Berlin (dpa). - Berlins Verkehrssenatorin Ute Bonde geht davon aus, dass eine Magnetschwebebahn von Tegel nach Spandau besser wäre als eine Straßenbahn. Ein solches System sei - wenn man zu den Baukosten auch die späteren Kosten für den Betrieb mitrechne - günstiger als eine Tram und sei schneller umzusetzen, sagte die CDU-Politikerin im Abgeordnetenhaus.
Aber auch zur verkehrlichen Erschließung Spandaus wäre eine Magnetschwebebahn nach Einschätzung Bondes die geeignetere Alternative.

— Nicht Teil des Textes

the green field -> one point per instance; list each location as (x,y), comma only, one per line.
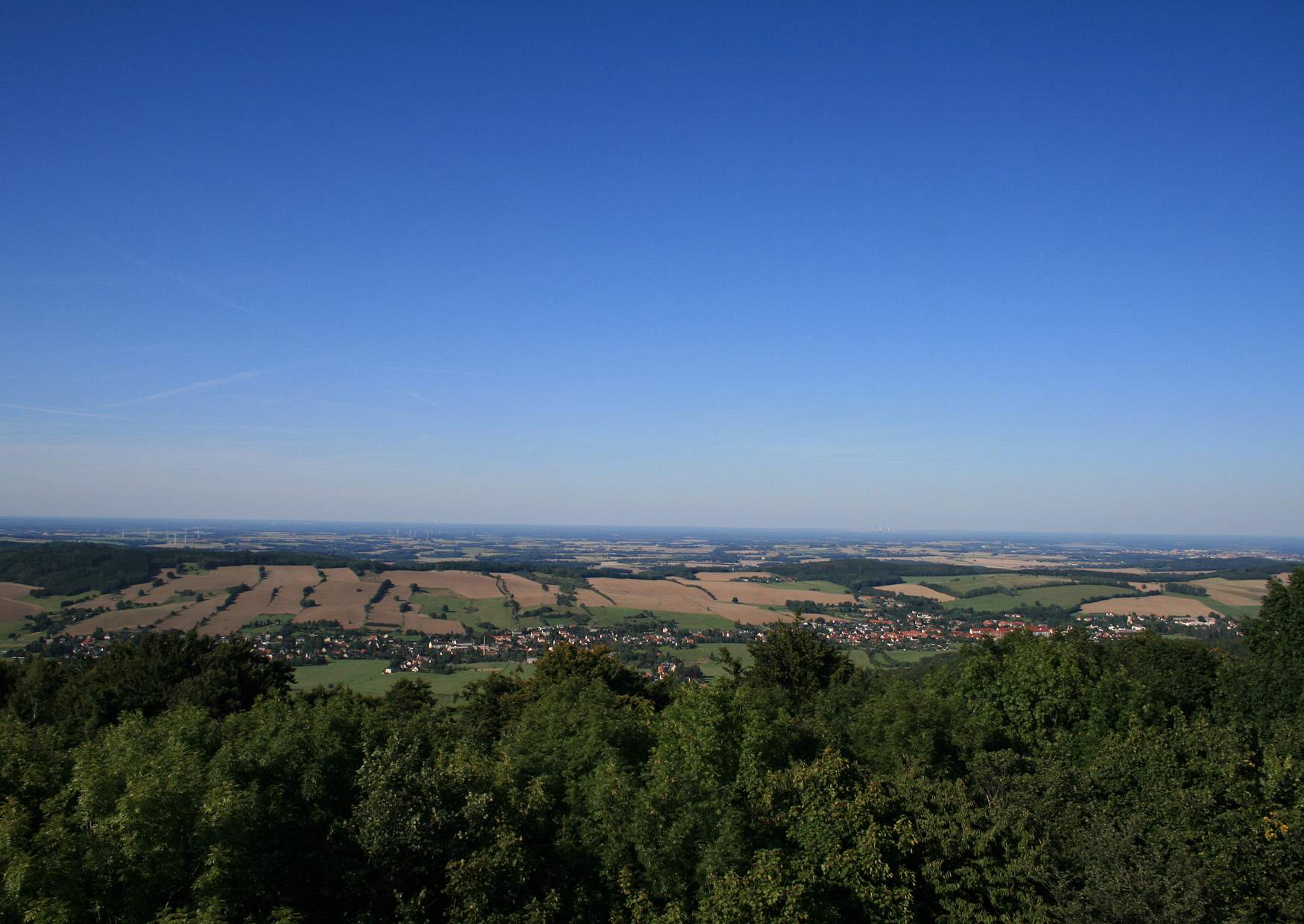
(469,613)
(1226,609)
(613,616)
(892,659)
(1069,597)
(368,677)
(52,604)
(268,622)
(959,584)
(700,656)
(822,586)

"Das macht Sinn. Spandau ist sehr, sehr hochverkehrlich belastet, und eine Straßenbahn wird keine eigene Trasse dort haben", erläuterte sie. "Und wenn eine Straßenbahn keine eigene Trasse hat, dann steht sie im Stau mit Autos, also mit individueller Mobilität, und mit Bussen." Das wiederum ergebe keinen Sinn. "Und insofern handeln wir pragmatisch und handeln den Erfordernissen und Anforderungen entsprechend."
Bonde verwies auf ihren Plan, zur Magnetschwebebahn eine Machbarkeitsstudie und "Grundlagenermittlung" zu erarbeiten. Mit derartigen Untersuchungen wird festgestellt, ob ein solches Vorhaben auch im Vergleich mit anderen Verkehrsträgern sinnvoll ist.
In Berlin wird schon länger über die CDU-Idee einer Magnetschwebebahn und über mögliche Trassen diskutiert, wobei der Koalitionspartner SPD abwinkt und vor "Luftschlössern" warnt. Bei dem nun vorliegenden Vorschlag geht es um eine Verbindung zwischen dem Gelände des früheren Flughafens Tegel, wo das Zukunftsquartier Urban Tech Republic mit Gewerbe und Forschung entstehen soll sowie viele Wohnungen, mit Stadtteilen im Bezirk Spandau. Dabei handelt es sich um die Insel Gartenfeld und die Wasserstadt, wo große Wohnquartiere entstehen oder schon bestehen. Infrage käme dabei auch eine Havelquerung.